Each also shore in women’s finals at the Golden Shears in Masterton and at the New Zealand Shears and have made a successful progression to intermediate shearing this season, with Martin winning four out of five.
The two are expected to line up on Thursday, each hopeful of going at least one better in the women’s event in the absence of 2022 winner Hewson, now a mum and deciding against defending the title or competing in the earlier stages of the season.
Martin and Thomson are among nine women who have already shorn in grade finals against male counterparts this season, including New Zealand Shears women’s final winner and Woodville shearer Laura Bradley, who scored her first senior win at the Wairarapa A and P show last month.
The World Sheep Shearing Records Society also lists five women attempting woolshed tally records in New Zealand during the summer.
The evening session on Thursday starts at 5pm, and will also include open shearing’s Donaghys Canterbury All-Breeds Circuit final, and North Canterbury’s defence of the Colin King Shield against Southland, a rematch of the last challenge in which North Canterbury took the Shield off Southland at Pleasant Point on November 4.
Read more about shearing and woolhandling events here.
The teams will comprise one shearer from each of the four shearing grades.
Meanwhile, organisers are hoping for a significant late entry across all grades of woolhandling and shearing with 72 having entered online by Monday night.
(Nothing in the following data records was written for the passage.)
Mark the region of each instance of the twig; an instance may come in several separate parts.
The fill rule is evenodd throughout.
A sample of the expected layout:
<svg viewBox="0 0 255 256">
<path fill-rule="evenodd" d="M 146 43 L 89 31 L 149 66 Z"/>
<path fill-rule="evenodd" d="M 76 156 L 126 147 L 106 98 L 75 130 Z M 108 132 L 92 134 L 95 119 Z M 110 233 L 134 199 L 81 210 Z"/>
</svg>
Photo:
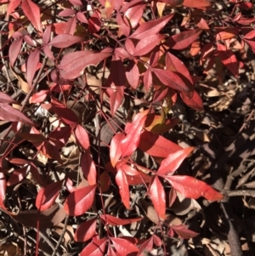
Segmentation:
<svg viewBox="0 0 255 256">
<path fill-rule="evenodd" d="M 64 236 L 65 236 L 65 230 L 66 230 L 66 227 L 67 227 L 67 225 L 68 225 L 68 221 L 69 221 L 69 216 L 66 215 L 65 217 L 65 225 L 64 225 L 64 228 L 63 228 L 63 230 L 62 230 L 62 233 L 61 233 L 61 236 L 58 241 L 58 243 L 57 245 L 55 246 L 55 247 L 54 248 L 54 252 L 52 253 L 52 256 L 55 256 L 55 255 L 59 255 L 59 253 L 57 253 L 57 250 L 59 248 L 59 247 L 60 246 L 61 242 L 62 242 L 62 240 L 64 238 Z"/>
</svg>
They are also hoping entries could exceed 100 shearers and woolhandlers.
The woolhandling events during the daytime sessions on Thursday are parts of the South Island open, senior and junior woolhandling circuits, while the junior and intermediate shearing on Friday are parts of the Adaptive Health and Safety Canterbury-Marlborough Development Circuit - chasing places in a regional team of four travelling to the New Zealand Shears in Te Kūiti in April.
The open shearing heats on Friday are also the third round of the PGG Wrightson Vetmed National Shearing Circuit.
In the Circuit, 27 open shearers entered the opening leg at Alexandra almost seven weeks ago, chasing places in the circuit’s final at the Golden Shears in Masterton in March, and a chance to represent New Zealand in the 2024-2025 transtasman series.
The Circuit is currently led by Southland shearer and two-time title winner Nathan Stratford, who scored maximum points in the opening two rounds.
The open shearing title last year was won by Jack Fagan, of Te Kūiti, and the open woolhandling final by Joel Henare, from Gisborne.